The revelation of the Quran took place in two stages: complete and gradual. In the Quran, the notion of inzal implies its complete revelation in one instance, while tanzil points to its gradual revelation over several years. The sudden nuzul (descent, revelation) of the Quran may be a reference to the fact that the Quran which was revealed to the Holy Prophet (PBUH) over a period of 23 years is based on a hidden reality which appeared to him in the form of a single truth (Dukhan 44: 2; Baqarah 2: 185; Qadr 97: 1).
Another issue relating to the Quran has to do with the Muslims’ belief that no distortion has ever taken place regarding its text, i.e. the collection of verses in our hands is exactly the same as what was heard by the compilers of the Holy Book from the Holy Prophet (PBUH) (Hajar 15: 9; Fussilat 41: 42).
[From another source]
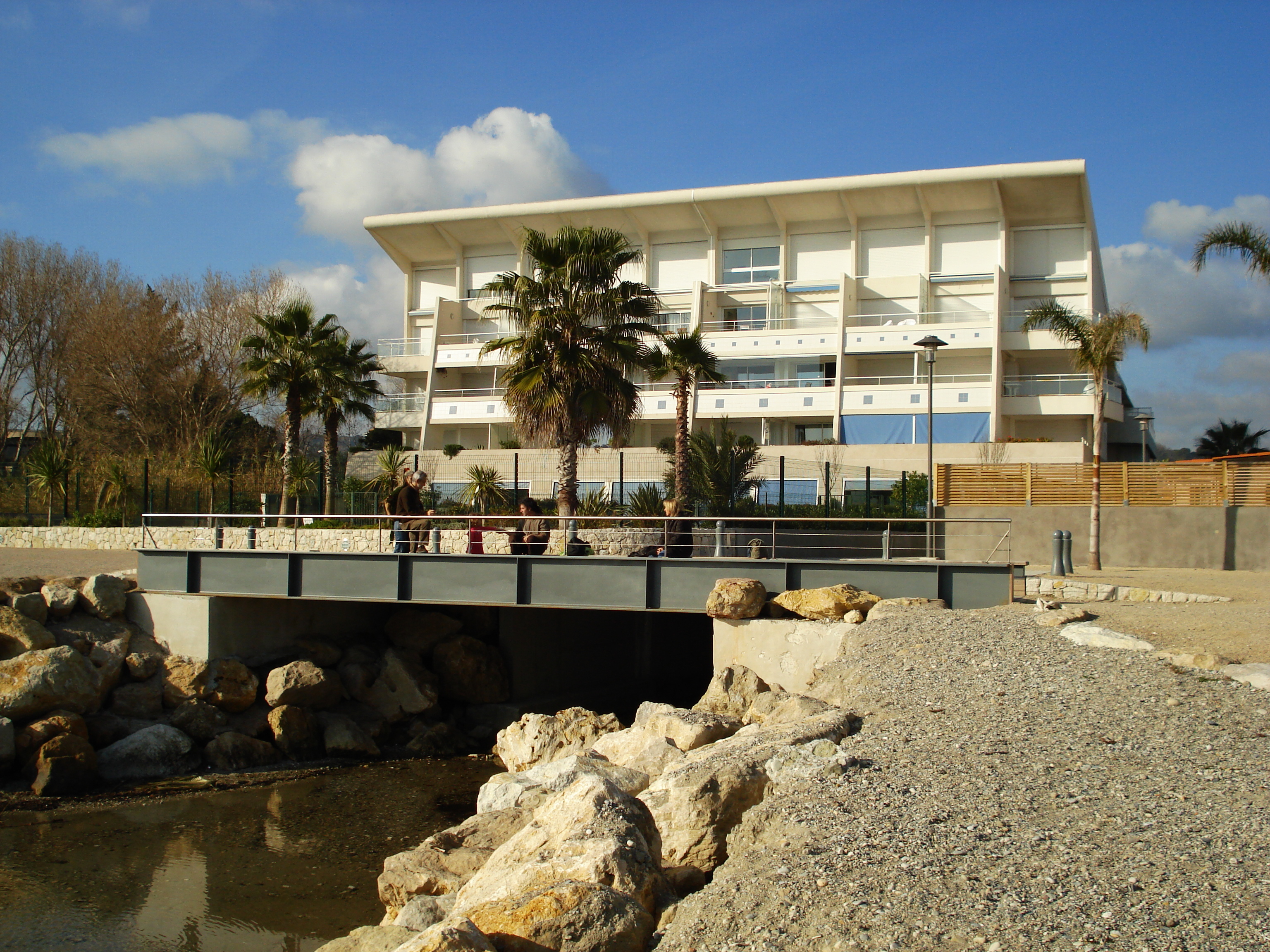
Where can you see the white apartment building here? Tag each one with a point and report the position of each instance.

Another characteristic of the Quran is that it has an outer (zahir) as well as an inner (batin) meaning. Since the Quran intends to make its teachings available to all classes of the society (Al-i `Imran 3: 195; Hujurat 49: 13), it presents its points in a simple, accessible language. This would inevitably lead to a situation when the immediate sense of the verses would imply sensual connotations which would conceal the spiritual aspects of the issues. Thus, each reader would arrive at a different level of meaning commensurate to his own understanding. Another consequence of this approach is that the surface of the words, as compared to their inner meaning, would appear as metaphors. Metaphors that are employed to facilitate the understanding of the divine word for the ordinary human minds (Asra’ 17: 89; `Ankabut: 29: 43).
The notions of muhkam and mutashabih are among the other aspects of the Quran. Mutashabih verses are those whose meanings are not self-referent, i.e. are made clear through reference to muhkam verses. In one sense, all Quranic verses are both muhkam and mutashabih (Hud 11: 1; Zumar 39: 23; Al-i `Imran 3: 7). Many hadiths point to the fact that the notions of muhkam and mutashabih are relative, i.e. a verse that is muhkam for one person may be mutashabih for another. Ta’wil and tanzil are two other pairs of Quranic concepts. Ta’wil is the subject to which a Quranic verse refers, while tanzil is the clear and immediate sense of the verse. According to verse 53 of the Surah of A`raf (7), ta’wil applies to the entire text of the Quran.